"Das kann man nicht mehr den 'harten Kern' nennen. Das sind in meinen Augen keine Fans". Frederik Van Eenoo ist der Vorsitzende des Dachverbands der Club-Brügge-Fanclubs. Und er ist geschockt. Einige "Ultras" aus der "blau-schwarzen Familie" haben nämlich über die Stränge geschlagen. "Mal wieder, und diesmal richtig", möchte man sagen, denn dem harten Kern der Brügge-Fans eilt ohnehin schon ein zweifelhafter Ruf voraus.
Tatort Sclessin. Dort trafen am Sonntagabend Standard Lüttich und der FC Brügge aufeinander. Ein Spiel zwischen den beiden Traditionsmannschaften ist immer hochexplosiv. Kurz vor dem Anpfiff laufen neben der Heimmannschaft noch 300 Jugendspieler auf den Platz. Sie tragen farbige Masken. Die Botschaft: "Hautfarbe spielt keine Rolle". Eine Aktion gegen Rassismus also.
Doch scheint das einem Teil besagter Ultras nicht zu gefallen. Sie quittieren die Initiative mit dem sogenannten Kühnengruß: Ausgestreckter Arm, Daumen, Zeige- und Mittelfinger abgespreizt, so dass sie ein "W" zeigen. Dieses W steht anscheinend für "Widerstand", weswegen die Geste ursprünglich als "Widerstandsgruß" bekannt war. Später wurde sie umbenannt nach dem deutschen Neonazi Michael Kühnen. Ob nun Widerstands- oder Kühnengruß: Es ist eine Abwandlung des Hitlergrußes. Erfunden hat man das, um das insbesondere in Deutschland geltende Verbot zu umgehen. Und es war eben dieser "Kühnengruß", den also Dutzende Brügge-Fans im Stadion gezeigt haben. Fotos dieser erschütternden Szene werden seit Sonntagabend in Sozialen Netzwerken herumgereicht.

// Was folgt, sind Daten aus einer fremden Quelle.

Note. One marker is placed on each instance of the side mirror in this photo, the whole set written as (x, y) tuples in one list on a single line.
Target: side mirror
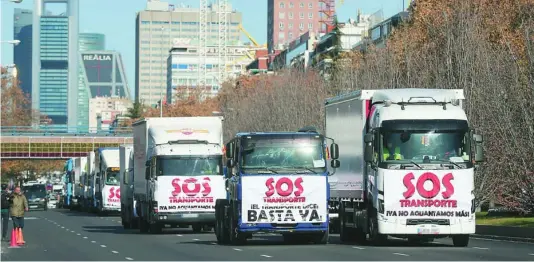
[(335, 163), (230, 163), (479, 150), (229, 150), (334, 151)]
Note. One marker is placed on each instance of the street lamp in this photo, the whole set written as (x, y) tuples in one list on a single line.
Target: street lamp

Er sei angeekelt von diesen Bildern, sagt Frederik Van Eenoo vom Dachverband der Fanclubs. Das sei reiner Rassismus. Und das dürfe nicht sein beim FC Brügge. Für ein solches Verhalten gebe es keinen Platz innerhalb der blau-schwarzen Familie.
Experten sind nicht wirklich überrascht. Denn dass Rassismus im Fußball ein Problem ist, das ist - leider - nichts Neues. Bester Beweis ist ja schon allein die Tatsache, dass eine Anti-Rassismus-Initiative überhaupt organisiert werden musste. Aber dass selbst solche Aktionen zu gewissen Leuten offenbar gar nicht mehr durchdringen, mehr noch: dass sie darauf mit einem Nazi-Gruß reagieren, das ist dann doch schockierend.

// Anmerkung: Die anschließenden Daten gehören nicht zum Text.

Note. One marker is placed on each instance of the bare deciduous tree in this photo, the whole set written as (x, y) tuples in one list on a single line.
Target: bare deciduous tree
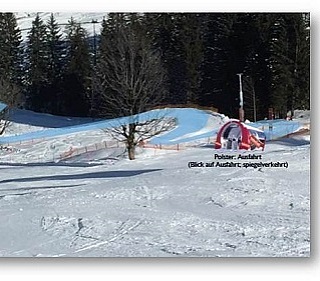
[(132, 81)]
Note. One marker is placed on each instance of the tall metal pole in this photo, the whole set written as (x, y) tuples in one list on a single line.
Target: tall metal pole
[(241, 111)]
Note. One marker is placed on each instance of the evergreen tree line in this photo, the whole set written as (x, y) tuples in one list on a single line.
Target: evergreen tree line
[(139, 61)]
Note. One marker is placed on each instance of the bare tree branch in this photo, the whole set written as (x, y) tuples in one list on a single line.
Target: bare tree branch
[(132, 81)]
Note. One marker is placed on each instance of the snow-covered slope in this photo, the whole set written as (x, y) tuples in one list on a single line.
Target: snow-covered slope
[(100, 204)]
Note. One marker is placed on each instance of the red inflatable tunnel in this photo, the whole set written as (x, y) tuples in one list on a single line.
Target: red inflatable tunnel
[(236, 135)]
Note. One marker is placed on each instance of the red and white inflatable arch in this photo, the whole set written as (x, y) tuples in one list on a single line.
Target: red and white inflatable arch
[(236, 135)]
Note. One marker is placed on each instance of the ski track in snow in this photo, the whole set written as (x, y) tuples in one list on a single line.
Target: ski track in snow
[(154, 206)]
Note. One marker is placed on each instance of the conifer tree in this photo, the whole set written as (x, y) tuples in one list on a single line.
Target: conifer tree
[(76, 78), (55, 64), (10, 60), (37, 66)]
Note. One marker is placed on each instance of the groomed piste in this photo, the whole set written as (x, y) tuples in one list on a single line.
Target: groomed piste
[(191, 124)]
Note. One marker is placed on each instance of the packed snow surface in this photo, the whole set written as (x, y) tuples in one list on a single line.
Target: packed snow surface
[(99, 204)]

"Der Fußball ist mehr und mehr von Rassismus durchsetzt. Und er ist damit im Übrigen auch ein Spiegelbild unserer Gesellschaft", sagte in der RTBF der Rechtsextremismus-Experte Manuel Abramowicz. "In gewissen Fankreisen macht sich rechtsextremes Gedankengut breit. Das gilt immer noch für eine Minderheit. Das Problem sieht man nicht nur beim FC Brügge, sondern z.B. auch ein paar Kilometer weiter nördlich in Beerschot."
Das macht's natürlich nicht besser. Und auch der FC Brügge reagierte noch am Abend auf die abstoßenden Fotos im Netz. Man habe Kenntnis genommen von Bildern, die "ein ausgesprochen unangemessenes Verhalten auf Tribünen zeigen". Der Club betont, "dass er dies sehr ernst nehme und weitere Untersuchungen durchführen werde".
Das hat er später auch getan. 24 "Fans" seien identifiziert und ein Verfahren zur Verhängung eines Stadionverbots eingeleitet worden. Auf den fraglichen Fotos sind allerdings deutlich mehr als 24 Fans zu sehen.